Vous avez aidé Château Saint-Thomas à réaliser une première analyse du cépage emblématique du Liban, l’obeidi, qui sert à la fabrication de l’Arak et que certains domaines proposent aussi dans l’assemblage de leurs vins. Quelles en sont les premières conclusions ?
Cette première analyse laisse penser qu’il ne s’agit ni d’un parent du chardonnay ni d’un cousin du chasselas, comme il a pu être dit parfois, du fait des similitudes morphologiques entre ces variétés. Il n'est pas non plus le résultat d'un croisement ou d'une altération d'un cépage connu, comme on a aussi pu le dire. On parle, en fait, d’un « cépage orphelin », sans lien a priori avec d’autres raisins. Il faut maintenant procéder à une analyse plus poussée pour déterminer sa carte génétique d’autant qu’il existe plusieurs sous-variétés d’obeidi. Il faudrait assez vite menés ces mêmes recherches sur trois ou quatre variétés locales comme le merwah ou le cebari, un raisin rouge qui teinte fortement le vin. On devrait également mener différentes expérimentations pour déterminer quelles cultures peuvent le mieux leur convenir, quelles vinifications peuvent le mieux s’adapter... Cela ne viendra pas du jour au lendemain. Il faut compter peut-être dix ans pour apprendre connaître leur fonctionnement… Mais c’est un début nécessaire.

Certains affirment que les résultats de l’obeidi dans le vin s’avèrent décevants. Quelle est votre opinion ?
Certes, l’obeidi ne se distinguent pas par la puissance aromatique de son nez. Mais nous n’en sommes qu’au début et notre goût est encore peu habitué à cette discrétion. C’est peut-être un vin qui in fine convaincra son public davantage par l’histoire qu'il évoque, que par sa dégustation à proprement parler. Mais cela reste un vin singulier et délicat. La mode des vins lourds et alcooliques est en train de passer. On recherche de plus en plus de la fraîcheur, de la légèreté lorsqu'on déguste un vin. Dans ce cadre là, l’obeidi peut avoir une carte à jouer. Il semble, qui plus est, qu’on soit en présence d’une variété qui se prête à différents usages. Comme dans le cas du chenin blanc, on peut envisager une vinification en blanc sec, ou l’imaginer en vin moelleux. Je songe ici à une expérimentation, menée par Saïd Touma : en 1957, le futur fondateur de Château Saint-Thomas a fait face à vendanges tardives, qui ont rendu impossible la distillation de l’obeidi pour l’arak.
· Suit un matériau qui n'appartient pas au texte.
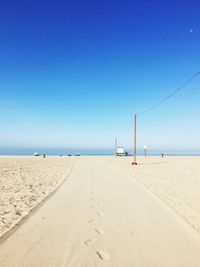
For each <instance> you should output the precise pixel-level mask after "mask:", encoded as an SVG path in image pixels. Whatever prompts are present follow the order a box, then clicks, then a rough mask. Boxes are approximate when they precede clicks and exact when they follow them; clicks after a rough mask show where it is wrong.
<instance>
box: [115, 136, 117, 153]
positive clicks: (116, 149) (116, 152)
mask: <svg viewBox="0 0 200 267" xmlns="http://www.w3.org/2000/svg"><path fill="white" fill-rule="evenodd" d="M115 155H116V156H117V137H115Z"/></svg>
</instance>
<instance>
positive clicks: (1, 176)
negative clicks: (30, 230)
mask: <svg viewBox="0 0 200 267" xmlns="http://www.w3.org/2000/svg"><path fill="white" fill-rule="evenodd" d="M70 168H71V163H70V160H66V159H64V158H61V157H47V158H45V159H43V158H42V157H32V156H30V157H10V156H8V157H0V207H1V208H0V218H1V219H0V236H1V235H3V234H4V233H5V232H7V231H8V230H9V229H10V228H12V227H13V226H14V225H15V224H16V223H17V222H18V221H20V220H21V218H22V217H24V216H25V215H27V214H28V213H29V212H30V211H31V210H32V208H33V207H35V206H36V205H37V204H38V203H39V202H41V201H42V200H43V199H44V198H45V197H46V196H48V195H49V194H50V193H51V191H52V190H54V189H55V188H56V186H58V185H59V184H60V183H61V182H62V181H63V180H64V178H65V177H66V175H67V173H68V172H69V170H70Z"/></svg>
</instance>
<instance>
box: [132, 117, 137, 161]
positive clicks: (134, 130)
mask: <svg viewBox="0 0 200 267" xmlns="http://www.w3.org/2000/svg"><path fill="white" fill-rule="evenodd" d="M132 165H137V162H136V113H135V114H134V161H133V162H132Z"/></svg>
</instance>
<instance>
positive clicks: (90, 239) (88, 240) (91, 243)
mask: <svg viewBox="0 0 200 267" xmlns="http://www.w3.org/2000/svg"><path fill="white" fill-rule="evenodd" d="M94 242H95V239H94V238H92V239H88V240H86V241H85V242H84V244H85V245H86V246H90V245H92V243H94Z"/></svg>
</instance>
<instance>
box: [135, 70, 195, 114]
mask: <svg viewBox="0 0 200 267" xmlns="http://www.w3.org/2000/svg"><path fill="white" fill-rule="evenodd" d="M199 74H200V71H199V72H197V73H196V74H195V75H193V76H192V77H191V78H190V79H188V80H187V81H186V82H184V83H183V84H182V85H181V86H179V87H178V88H176V89H175V90H174V91H173V92H172V93H171V94H169V95H168V96H166V97H165V98H163V99H162V100H161V101H159V102H158V103H156V104H155V105H153V106H151V107H150V108H148V109H146V110H144V111H142V112H140V113H138V115H144V114H146V113H148V112H150V111H152V110H153V109H155V108H157V107H158V106H160V105H161V104H162V103H163V102H165V101H167V100H168V99H169V98H170V97H172V96H173V95H175V94H176V93H177V92H178V91H180V90H181V89H183V88H184V87H185V86H186V85H187V84H189V83H190V82H191V81H192V80H194V79H195V78H196V77H197V76H198V75H199Z"/></svg>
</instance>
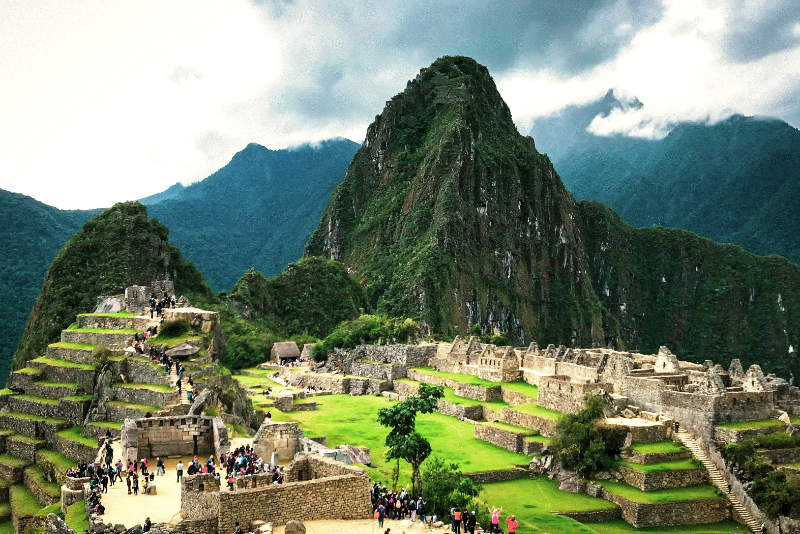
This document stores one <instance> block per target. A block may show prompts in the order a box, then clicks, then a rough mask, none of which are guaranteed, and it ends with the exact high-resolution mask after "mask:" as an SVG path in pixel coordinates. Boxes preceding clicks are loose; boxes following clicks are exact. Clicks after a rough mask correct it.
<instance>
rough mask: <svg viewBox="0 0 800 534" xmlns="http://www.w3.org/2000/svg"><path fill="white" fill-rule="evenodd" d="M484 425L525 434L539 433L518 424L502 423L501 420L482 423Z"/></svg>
mask: <svg viewBox="0 0 800 534" xmlns="http://www.w3.org/2000/svg"><path fill="white" fill-rule="evenodd" d="M480 424H482V425H484V426H491V427H494V428H498V429H500V430H505V431H507V432H513V433H515V434H522V435H524V436H534V435H536V434H538V432H537V431H535V430H531V429H530V428H523V427H521V426H516V425H509V424H508V423H502V422H500V421H494V422H491V423H480Z"/></svg>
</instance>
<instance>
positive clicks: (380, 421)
mask: <svg viewBox="0 0 800 534" xmlns="http://www.w3.org/2000/svg"><path fill="white" fill-rule="evenodd" d="M442 397H444V389H443V388H442V386H431V385H430V384H420V386H419V394H418V395H416V396H412V397H408V398H407V399H406V400H404V401H402V402H398V403H397V404H393V405H392V406H389V407H388V408H381V409H380V410H379V411H378V422H379V423H380V424H381V425H383V426H386V427H389V428H391V430H390V431H389V434H388V435H387V436H386V446H387V447H389V450H388V451H387V453H386V458H387V459H388V460H395V459H401V460H405V461H406V462H408V463H410V464H411V469H412V471H413V473H412V476H411V492H412V494H416V492H417V488H420V490H421V489H422V479H421V476H420V466H421V465H422V462H424V461H425V459H426V458H427V457H428V456H430V454H431V444H430V443H429V442H428V440H427V439H425V438H424V437H422V435H420V434H419V433H418V432H417V431H416V419H417V414H418V413H431V412H432V411H433V410H435V409H436V402H437V400H438V399H441V398H442Z"/></svg>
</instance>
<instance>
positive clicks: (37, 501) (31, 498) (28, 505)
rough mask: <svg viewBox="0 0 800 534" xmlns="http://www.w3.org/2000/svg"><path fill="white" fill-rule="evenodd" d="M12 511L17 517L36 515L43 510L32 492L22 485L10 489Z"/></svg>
mask: <svg viewBox="0 0 800 534" xmlns="http://www.w3.org/2000/svg"><path fill="white" fill-rule="evenodd" d="M8 493H9V500H10V501H11V509H12V510H13V511H14V515H16V516H17V517H26V516H33V515H36V514H37V513H38V512H39V510H41V509H42V503H41V502H39V499H37V498H36V496H35V495H34V494H33V493H31V490H29V489H28V488H26V487H25V486H23V485H22V484H15V485H13V486H11V487H10V488H8Z"/></svg>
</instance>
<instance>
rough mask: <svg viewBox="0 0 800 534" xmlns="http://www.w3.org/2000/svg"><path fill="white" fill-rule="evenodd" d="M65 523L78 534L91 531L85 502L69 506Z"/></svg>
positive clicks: (82, 501) (66, 513) (80, 502)
mask: <svg viewBox="0 0 800 534" xmlns="http://www.w3.org/2000/svg"><path fill="white" fill-rule="evenodd" d="M64 521H66V522H67V526H68V527H69V528H71V529H72V530H73V531H75V532H76V533H77V534H83V533H84V532H86V531H87V530H89V519H88V518H87V517H86V505H85V504H84V502H83V500H79V501H77V502H74V503H72V504H70V505H69V506H67V513H66V514H65V516H64ZM0 534H2V533H0Z"/></svg>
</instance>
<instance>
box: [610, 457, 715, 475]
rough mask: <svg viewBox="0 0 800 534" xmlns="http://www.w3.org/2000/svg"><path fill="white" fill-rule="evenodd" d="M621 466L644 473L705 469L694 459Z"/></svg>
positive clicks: (631, 462)
mask: <svg viewBox="0 0 800 534" xmlns="http://www.w3.org/2000/svg"><path fill="white" fill-rule="evenodd" d="M619 465H624V466H625V467H630V468H631V469H635V470H637V471H641V472H643V473H652V472H654V471H696V470H698V469H703V467H702V465H698V464H697V463H696V461H693V459H692V458H687V459H685V460H675V461H673V462H662V463H659V464H647V465H643V464H637V463H633V462H625V461H620V462H619Z"/></svg>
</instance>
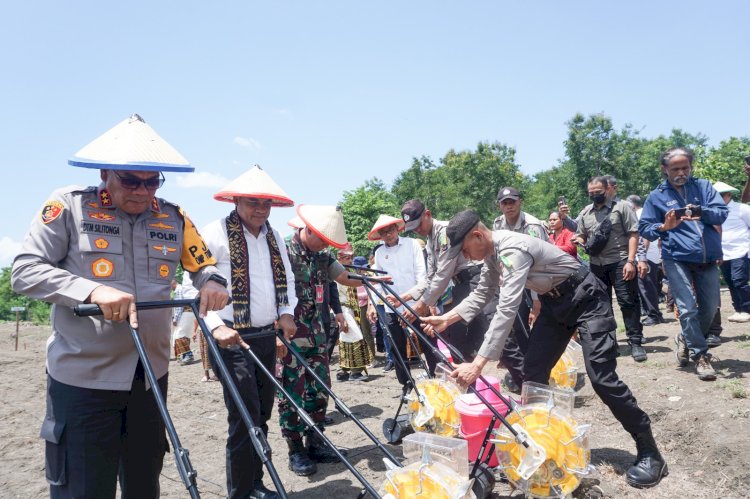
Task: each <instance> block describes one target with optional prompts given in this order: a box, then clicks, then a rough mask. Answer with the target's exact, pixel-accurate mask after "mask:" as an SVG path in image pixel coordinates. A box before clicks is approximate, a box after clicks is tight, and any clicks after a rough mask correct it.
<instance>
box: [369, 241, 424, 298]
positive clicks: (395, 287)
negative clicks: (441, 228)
mask: <svg viewBox="0 0 750 499" xmlns="http://www.w3.org/2000/svg"><path fill="white" fill-rule="evenodd" d="M373 268H375V269H377V270H384V271H386V272H388V275H389V276H391V277H393V284H392V285H391V287H392V288H393V289H394V290H395V291H396V292H397V293H398V294H399V295H402V294H406V292H407V291H409V290H410V289H411V288H413V287H414V285H416V284H417V283H418V282H419V281H421V280H422V279H424V278H425V276H426V274H427V271H426V269H425V264H424V254H423V253H422V247H421V246H419V244H417V241H415V240H414V239H412V238H409V237H400V236H399V238H398V243H396V244H395V245H394V246H390V247H389V246H386V245H385V244H384V245H382V246H381V247H379V248H378V249H377V251H375V265H374V267H373ZM407 303H408V304H409V305H410V306H413V305H414V301H409V302H407ZM402 310H403V307H399V312H400V311H402ZM386 311H387V312H390V310H386Z"/></svg>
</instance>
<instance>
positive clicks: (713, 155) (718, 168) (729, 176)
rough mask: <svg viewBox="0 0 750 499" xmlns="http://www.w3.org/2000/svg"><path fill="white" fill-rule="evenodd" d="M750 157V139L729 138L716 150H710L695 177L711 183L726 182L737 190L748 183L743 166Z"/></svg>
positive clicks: (708, 152)
mask: <svg viewBox="0 0 750 499" xmlns="http://www.w3.org/2000/svg"><path fill="white" fill-rule="evenodd" d="M748 155H750V137H729V138H728V139H727V140H723V141H721V142H720V143H719V146H718V147H716V148H710V149H709V151H708V154H707V155H706V158H705V161H703V162H701V163H698V164H697V165H696V168H695V175H696V176H697V177H700V178H705V179H708V180H710V181H711V182H718V181H721V182H724V183H727V184H729V185H731V186H733V187H736V188H737V189H740V190H742V186H743V185H745V182H746V181H747V175H745V170H744V169H743V165H744V164H745V157H746V156H748Z"/></svg>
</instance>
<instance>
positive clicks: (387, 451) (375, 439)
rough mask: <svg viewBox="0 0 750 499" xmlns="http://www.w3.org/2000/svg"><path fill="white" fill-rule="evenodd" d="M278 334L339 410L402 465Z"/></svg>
mask: <svg viewBox="0 0 750 499" xmlns="http://www.w3.org/2000/svg"><path fill="white" fill-rule="evenodd" d="M276 335H277V336H278V338H279V339H280V340H281V342H282V343H284V346H286V348H287V350H289V353H291V354H292V355H293V356H294V358H296V359H297V362H299V363H300V365H301V366H302V367H304V369H305V371H307V372H308V374H311V375H312V377H313V378H315V381H317V382H318V383H319V384H320V386H322V387H323V389H324V390H325V391H326V392H327V393H328V395H330V397H331V398H332V399H333V403H334V404H335V405H336V407H337V408H338V410H339V411H341V413H342V414H343V415H344V416H346V417H348V418H351V420H352V421H354V423H355V424H356V425H357V426H359V428H360V429H361V430H362V431H363V432H364V433H365V435H367V437H368V438H369V439H370V440H372V441H373V442H374V443H375V445H377V446H378V448H379V449H380V450H381V451H383V454H385V455H386V457H388V459H390V460H391V461H393V464H395V465H398V466H402V464H401V461H399V460H398V458H397V457H396V456H394V455H393V454H392V453H391V451H389V450H388V448H387V447H386V446H384V445H383V444H382V443H381V442H380V440H378V439H377V437H376V436H375V435H374V434H373V433H372V432H371V431H370V429H369V428H367V426H365V425H364V424H363V423H362V421H360V420H359V418H357V417H356V416H355V415H354V413H352V411H351V409H349V407H348V406H347V405H346V404H345V403H344V402H343V401H342V400H341V399H340V398H339V397H338V396H337V395H336V394H335V393H334V392H333V390H331V389H330V388H329V387H328V385H326V384H325V382H324V381H323V379H322V378H321V377H320V376H318V373H316V372H315V370H314V369H313V368H312V367H310V364H308V363H307V361H305V358H304V357H302V355H301V354H300V353H299V352H298V351H297V350H296V349H294V348H293V347H292V343H291V342H290V341H289V340H287V339H286V338H285V337H284V334H283V333H282V332H281V331H277V333H276Z"/></svg>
Saïd Touma a alors eu l’idée de produire un vin doux, que j’ai goûté, et qui s’avère extraordinaire. Cela pourrait être aussi une piste.

On connaît très mal le patrimoine local, faute d’aucune recension. Dans ce cas, comment démarrer une vraie cartographie ?
On pourrait déjà s’appuyer sur les variétés qui ont été sauvegardées en France au Domaine de Vassal, l’un des sites de l’INRA-Montpellier. Au Domaine de Vassal, on compte 22 cépages en provenance du Liban, 26 de Syrie, et une quinzaine d’Israël. L’Etat libanais, ou l’Institut de la vigne et du vin, quand il sera doté de moyens, pourraient parfaitement demander à ce que la France leur envoie des échantillons de ces cépages pour les étudier.

Vous évoquez aussi la possibilité de s’appuyer sur des Appellations contrôlées ou des Indications géographiques. Croyez-vous que cela soit adapté au Liban ?
Pour moi, le Liban est parvenu à un seuil qualitatif qui lui sera difficile de surpasser. Chaque propriété peut acheter du matériel de pointe, faire appel à de grands experts… mais les progrès réalisés resteront infinitésimaux, à l’aune des enjeux de la filière. Ce qui, en revanche, favoriserait un saut qualitatif est une démarche collective, visant à instaurer des Indications géographiques. C’est toujours la même logique : « je qualifie mon terroir, je le singularise et donc je le vends mieux ». Bien sûr, une appellation géographique relève de contraintes : définir les rendements à l’hectare, la conduite de la vigne, ou les cépages à employer… Les Libanais sont ils prêts à accepter ce cadre alors que, pour être crédible, cette démarche doit s’accompagner de contrôles sérieux ? Je n’ai pas de réponse à cela.